The question of where in the family tree of rodents the two extant beaver species should be placed has been an open question for some time. A recent paper in PLoS ONE sheds further light on the answer. By comparing the complete mitochondrial* genomes of both North American (Castor canadensis) and Eurasian (Castor fiber) beavers to those of other rodents, the authors determined that
- beavers are a monophyletic group within the “mouse-related” rodents
- of the other species used to build the evolutionary tree, beavers are most closely related to a type of flying squirrel called the scaly-tailed squirrel (genus Anomalurus)
- the rodents may or may not be monophyletic; the glires (rodents plus lagomorphs, i.e. rabbits and their kin) are
Having complete mitochondrial genomes allowed the authors to do some other interesting things. First, they were able to calculate the substitution rate—how many base pairs of DNA are likely to mutate, by chance, every million years. This rate could be considered a proxy for the rate of evolutionary change in the species as a whole. Conversely, if we know this rate for some species, we can use it to estimate the age of other related species. This study found that in beavers, the substitution rate is much lower than in other rodents, possibly because they’re much longer lived. (Think about it: all rodents might have the same substitution rate per generation, but if beavers live much longer, they’ll have fewer generations in a given time period and thus fewer total substitutions than a shorter lived species. It would be interesting to see if the substitution rate is also low in the capybara, the largest living rodent.)
With substitution rates for many different kinds of rodents, the authors were also able to date the origin of the rodent order (with the assumption that they’re monophyletic). The data, 67 million years ago, fits rather nicely among other published estimates of the age of rodents and conveniently falls right around the great extinction at the end of the Cretaceous—i.e. the end of the dinosaurs. It’s only a correlation, but it’s fun to think of the end of the dinosaurs allowing rodents—the most speciose group of mammals—to take over the world.
Finally, the authors note that the closest living relative of the beavers is still not known. Although they’re most closely related to Anomalurus in this study, there was no complete mitochondrial genome available for the pocket gophers and kangaroo rats, which have also been proposed as close relatives of the beaver.
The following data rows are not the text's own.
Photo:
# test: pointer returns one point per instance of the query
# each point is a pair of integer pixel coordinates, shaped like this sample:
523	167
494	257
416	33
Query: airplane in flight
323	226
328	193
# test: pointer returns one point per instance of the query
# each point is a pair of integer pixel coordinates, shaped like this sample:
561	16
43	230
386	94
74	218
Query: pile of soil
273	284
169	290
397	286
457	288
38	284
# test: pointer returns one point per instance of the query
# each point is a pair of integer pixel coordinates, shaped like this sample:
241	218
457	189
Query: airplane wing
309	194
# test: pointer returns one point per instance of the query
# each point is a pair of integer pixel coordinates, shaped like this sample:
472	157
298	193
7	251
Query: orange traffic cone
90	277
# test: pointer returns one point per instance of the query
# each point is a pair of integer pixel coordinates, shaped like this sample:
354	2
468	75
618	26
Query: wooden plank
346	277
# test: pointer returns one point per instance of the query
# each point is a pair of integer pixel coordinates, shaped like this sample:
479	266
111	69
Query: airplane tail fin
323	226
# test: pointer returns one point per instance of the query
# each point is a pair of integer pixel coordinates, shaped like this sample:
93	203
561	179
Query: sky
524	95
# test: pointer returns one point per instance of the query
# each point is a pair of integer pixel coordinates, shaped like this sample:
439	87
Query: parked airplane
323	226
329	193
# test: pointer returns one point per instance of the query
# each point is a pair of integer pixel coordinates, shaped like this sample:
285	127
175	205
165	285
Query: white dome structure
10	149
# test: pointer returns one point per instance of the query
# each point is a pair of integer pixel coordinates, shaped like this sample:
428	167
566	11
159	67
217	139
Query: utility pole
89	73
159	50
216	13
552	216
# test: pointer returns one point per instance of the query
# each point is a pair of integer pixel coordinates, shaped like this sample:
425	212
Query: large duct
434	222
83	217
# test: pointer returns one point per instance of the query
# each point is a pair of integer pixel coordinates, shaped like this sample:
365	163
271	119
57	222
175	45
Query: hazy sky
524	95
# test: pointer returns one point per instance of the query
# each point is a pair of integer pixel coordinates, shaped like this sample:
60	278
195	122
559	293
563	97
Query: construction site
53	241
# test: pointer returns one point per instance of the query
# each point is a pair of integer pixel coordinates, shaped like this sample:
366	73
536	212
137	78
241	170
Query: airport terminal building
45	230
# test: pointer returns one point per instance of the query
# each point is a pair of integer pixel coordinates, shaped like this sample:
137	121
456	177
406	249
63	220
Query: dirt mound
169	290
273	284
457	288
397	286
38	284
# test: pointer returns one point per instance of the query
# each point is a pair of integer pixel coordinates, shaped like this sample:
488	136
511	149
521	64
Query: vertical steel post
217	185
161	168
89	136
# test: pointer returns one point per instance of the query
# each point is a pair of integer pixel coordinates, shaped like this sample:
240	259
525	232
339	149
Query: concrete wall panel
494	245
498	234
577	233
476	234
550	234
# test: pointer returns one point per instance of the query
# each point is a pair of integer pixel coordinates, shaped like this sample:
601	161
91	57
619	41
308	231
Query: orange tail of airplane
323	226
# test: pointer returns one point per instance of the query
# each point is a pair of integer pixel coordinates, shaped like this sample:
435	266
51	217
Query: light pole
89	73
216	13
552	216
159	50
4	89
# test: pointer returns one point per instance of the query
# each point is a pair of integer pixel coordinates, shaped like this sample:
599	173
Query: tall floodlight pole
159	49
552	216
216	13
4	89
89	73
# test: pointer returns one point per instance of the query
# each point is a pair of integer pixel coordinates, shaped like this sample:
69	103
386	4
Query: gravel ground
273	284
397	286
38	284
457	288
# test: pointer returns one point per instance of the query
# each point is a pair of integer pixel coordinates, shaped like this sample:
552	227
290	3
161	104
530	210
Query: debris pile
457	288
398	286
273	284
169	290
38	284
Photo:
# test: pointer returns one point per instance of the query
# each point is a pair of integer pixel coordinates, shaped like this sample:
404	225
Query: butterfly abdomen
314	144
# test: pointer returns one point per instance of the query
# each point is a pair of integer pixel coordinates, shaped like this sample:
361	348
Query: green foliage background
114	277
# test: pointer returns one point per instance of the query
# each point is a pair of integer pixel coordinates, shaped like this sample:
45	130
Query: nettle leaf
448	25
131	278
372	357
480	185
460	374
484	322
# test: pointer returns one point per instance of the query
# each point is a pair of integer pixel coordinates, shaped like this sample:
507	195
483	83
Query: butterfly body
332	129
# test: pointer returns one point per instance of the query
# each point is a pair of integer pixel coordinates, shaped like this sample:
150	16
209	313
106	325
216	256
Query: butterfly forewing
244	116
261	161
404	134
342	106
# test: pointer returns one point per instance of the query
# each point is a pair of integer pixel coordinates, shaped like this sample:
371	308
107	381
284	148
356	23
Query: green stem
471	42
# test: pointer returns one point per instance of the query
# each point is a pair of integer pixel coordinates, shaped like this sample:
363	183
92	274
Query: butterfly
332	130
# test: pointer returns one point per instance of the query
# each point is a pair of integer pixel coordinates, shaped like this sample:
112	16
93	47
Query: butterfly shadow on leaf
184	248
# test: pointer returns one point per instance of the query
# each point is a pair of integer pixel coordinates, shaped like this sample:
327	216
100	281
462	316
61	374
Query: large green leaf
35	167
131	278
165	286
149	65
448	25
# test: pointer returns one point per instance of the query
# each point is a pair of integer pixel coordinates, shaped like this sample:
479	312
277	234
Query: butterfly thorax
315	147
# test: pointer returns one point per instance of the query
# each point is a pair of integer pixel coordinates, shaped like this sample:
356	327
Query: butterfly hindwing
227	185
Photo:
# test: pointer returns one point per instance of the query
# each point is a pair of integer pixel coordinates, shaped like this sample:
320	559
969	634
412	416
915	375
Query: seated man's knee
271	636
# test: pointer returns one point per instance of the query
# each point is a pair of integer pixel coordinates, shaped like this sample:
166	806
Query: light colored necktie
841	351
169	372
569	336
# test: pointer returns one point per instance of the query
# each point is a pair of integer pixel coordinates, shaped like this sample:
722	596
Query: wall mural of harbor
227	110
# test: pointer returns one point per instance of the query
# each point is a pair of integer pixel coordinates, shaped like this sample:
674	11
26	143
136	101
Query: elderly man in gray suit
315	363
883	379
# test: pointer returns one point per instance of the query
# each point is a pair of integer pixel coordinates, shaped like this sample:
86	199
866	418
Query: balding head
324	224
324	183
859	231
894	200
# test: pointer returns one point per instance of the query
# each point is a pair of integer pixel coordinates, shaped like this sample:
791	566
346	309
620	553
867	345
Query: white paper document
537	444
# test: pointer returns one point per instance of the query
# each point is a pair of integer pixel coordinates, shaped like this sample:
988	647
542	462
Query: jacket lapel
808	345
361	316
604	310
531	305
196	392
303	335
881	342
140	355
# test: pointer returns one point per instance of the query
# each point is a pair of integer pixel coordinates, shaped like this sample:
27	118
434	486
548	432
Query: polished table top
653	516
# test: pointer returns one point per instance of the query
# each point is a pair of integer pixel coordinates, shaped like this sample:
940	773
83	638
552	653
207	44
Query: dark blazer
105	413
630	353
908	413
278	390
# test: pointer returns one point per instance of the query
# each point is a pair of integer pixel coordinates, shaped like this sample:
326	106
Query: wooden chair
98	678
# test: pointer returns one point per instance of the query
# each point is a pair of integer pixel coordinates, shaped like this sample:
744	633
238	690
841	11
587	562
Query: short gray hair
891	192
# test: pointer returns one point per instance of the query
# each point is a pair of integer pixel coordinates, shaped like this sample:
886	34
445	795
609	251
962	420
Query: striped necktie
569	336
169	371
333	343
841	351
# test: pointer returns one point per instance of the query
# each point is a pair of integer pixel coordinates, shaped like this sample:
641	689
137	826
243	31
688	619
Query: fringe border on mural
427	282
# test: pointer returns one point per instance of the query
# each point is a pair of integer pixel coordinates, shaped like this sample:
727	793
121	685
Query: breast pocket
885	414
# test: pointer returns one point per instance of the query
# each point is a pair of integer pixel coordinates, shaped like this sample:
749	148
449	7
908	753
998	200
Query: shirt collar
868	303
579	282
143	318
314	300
And, of course, the fossil beavers—there are quite a few, including some truly massive species—aren’t represented in this study. Still, it seems likely that they will fall on the same branch of the evolutionary tree of their similar-looking (but much smaller!) modern relatives.
*The mitochondria are parts of cells that generate energy from food. They have their own DNA, separate from the 46 chromosomes that we more commonly call the human genome. The mitochondrial genome has some interesting properties, including the fact that it’s only transmitted matrilineally.
Horn, S., Durka, W., Wolf, R., Ermala, A., Stubbe, A., Stubbe, M., & Hofreiter, M. (2011). Mitochondrial Genomes Reveal Slow Rates of Molecular Evolution and the Timing of Speciation in Beavers (Castor), One of the Largest Rodent Species PLoS ONE, 6 (1) DOI: 10.1371/journal.pone.0014622
It’s wonderful (in my eyes) that, even with a group as well-studied as the rodents (more properly glires, to avoid any incorrect implied monophyly) there are still big questions to be answered in biology.